@platformatic/coordinator

Multi-pod destination routing for stateful tiers. Valkey-backed registry, pod-side Member class, allocation strategies, lock routing, TTL cache, and optional Fastify helpers.

See coordinator-pattern.md for the architecture this library implements: caller / coordinator / resource pod, failover, fan-out, transactions and locks.

What it solves

You have N pods that hold stateful resources (PostgreSQL connection pools, agent processes, sandboxes, simulations). Requests carry a routing key -- a "destination" or "instance" id. You need every request for that destination to land on a pod that owns it. Pods die; surviving pods should take over. Under sustained load, a single destination may need to live on more than one pod.

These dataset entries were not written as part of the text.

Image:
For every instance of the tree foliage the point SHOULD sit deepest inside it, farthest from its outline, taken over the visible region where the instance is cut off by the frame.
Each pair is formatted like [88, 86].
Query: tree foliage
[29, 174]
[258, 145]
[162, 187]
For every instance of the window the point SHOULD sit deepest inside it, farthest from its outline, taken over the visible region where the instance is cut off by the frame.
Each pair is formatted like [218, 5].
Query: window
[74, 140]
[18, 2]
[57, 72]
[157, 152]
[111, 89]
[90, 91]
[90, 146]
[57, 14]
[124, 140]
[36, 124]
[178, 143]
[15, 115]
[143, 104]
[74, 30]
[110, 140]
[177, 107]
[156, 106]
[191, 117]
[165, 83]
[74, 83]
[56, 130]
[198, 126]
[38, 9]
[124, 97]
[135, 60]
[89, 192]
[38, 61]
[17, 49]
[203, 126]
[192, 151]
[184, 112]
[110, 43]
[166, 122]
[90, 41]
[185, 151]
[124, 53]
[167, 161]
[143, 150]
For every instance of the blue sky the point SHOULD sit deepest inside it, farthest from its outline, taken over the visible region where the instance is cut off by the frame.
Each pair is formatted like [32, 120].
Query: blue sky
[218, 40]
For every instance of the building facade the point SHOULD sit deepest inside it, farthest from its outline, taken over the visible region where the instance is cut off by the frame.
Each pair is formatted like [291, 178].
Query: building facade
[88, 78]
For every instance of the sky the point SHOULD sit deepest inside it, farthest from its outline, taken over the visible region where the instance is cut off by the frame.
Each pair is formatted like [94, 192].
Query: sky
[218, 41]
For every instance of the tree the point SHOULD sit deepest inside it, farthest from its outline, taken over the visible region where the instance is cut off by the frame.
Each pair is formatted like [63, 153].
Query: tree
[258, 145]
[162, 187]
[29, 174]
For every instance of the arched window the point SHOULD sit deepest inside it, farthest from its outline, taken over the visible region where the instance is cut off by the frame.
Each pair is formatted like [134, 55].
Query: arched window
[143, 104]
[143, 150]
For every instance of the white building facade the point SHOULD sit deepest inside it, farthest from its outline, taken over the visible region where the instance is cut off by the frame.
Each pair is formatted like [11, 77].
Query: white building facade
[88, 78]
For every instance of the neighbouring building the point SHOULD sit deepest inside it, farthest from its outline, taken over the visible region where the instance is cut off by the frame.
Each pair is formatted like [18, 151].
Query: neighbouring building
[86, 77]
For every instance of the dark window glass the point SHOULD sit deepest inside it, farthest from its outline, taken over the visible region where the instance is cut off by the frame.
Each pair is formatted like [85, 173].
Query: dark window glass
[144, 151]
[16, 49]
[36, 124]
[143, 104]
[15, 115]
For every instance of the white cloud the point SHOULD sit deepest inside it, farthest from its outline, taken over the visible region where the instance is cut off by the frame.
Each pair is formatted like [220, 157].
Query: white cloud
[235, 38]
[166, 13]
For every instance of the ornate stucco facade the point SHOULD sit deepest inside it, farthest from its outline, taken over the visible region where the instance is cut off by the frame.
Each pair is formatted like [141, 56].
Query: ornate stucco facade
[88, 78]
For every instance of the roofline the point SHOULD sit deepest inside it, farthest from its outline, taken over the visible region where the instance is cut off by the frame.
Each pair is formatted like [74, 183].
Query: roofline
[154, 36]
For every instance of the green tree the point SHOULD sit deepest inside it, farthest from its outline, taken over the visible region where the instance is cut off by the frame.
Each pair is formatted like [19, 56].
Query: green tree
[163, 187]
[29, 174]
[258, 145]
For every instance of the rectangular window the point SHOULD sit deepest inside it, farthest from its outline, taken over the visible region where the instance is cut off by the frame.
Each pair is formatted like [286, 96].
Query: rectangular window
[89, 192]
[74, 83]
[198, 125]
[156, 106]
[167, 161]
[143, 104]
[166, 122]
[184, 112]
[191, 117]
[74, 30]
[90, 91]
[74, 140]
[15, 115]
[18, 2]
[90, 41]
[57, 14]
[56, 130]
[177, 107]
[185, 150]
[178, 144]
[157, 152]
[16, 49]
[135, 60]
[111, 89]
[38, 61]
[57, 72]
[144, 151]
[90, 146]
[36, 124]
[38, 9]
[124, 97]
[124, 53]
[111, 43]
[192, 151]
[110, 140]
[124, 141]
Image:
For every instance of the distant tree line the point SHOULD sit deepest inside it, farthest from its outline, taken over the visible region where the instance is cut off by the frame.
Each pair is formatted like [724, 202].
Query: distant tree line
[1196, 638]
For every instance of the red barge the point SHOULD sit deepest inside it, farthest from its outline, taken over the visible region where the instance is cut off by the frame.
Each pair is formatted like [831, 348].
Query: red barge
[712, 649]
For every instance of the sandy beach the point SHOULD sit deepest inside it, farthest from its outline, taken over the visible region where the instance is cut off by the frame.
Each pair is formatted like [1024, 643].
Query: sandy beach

This library handles all of that:

Destination → pod set, persisted in Valkey
Pod self-registration + heartbeat, with total_connections published as a metric
Atomic first-touch claim, atomic failover (SREM dead + SADD fresh)
Pluggable allocation strategies (round-robin, least-loaded by total connections, random)
Lock routing for transaction-bound calls (lockId → pod, resolved via Valkey)
A short-lived local cache for the hot resolution path
Fastify helpers for HTTP coordinators

Install

npm install @platformatic/coordinator

Peer dependency: fastify >= 5 when using the Fastify plugin or helpers. @fastify/reply-from is a runtime dependency of this package — you don't need to install it separately.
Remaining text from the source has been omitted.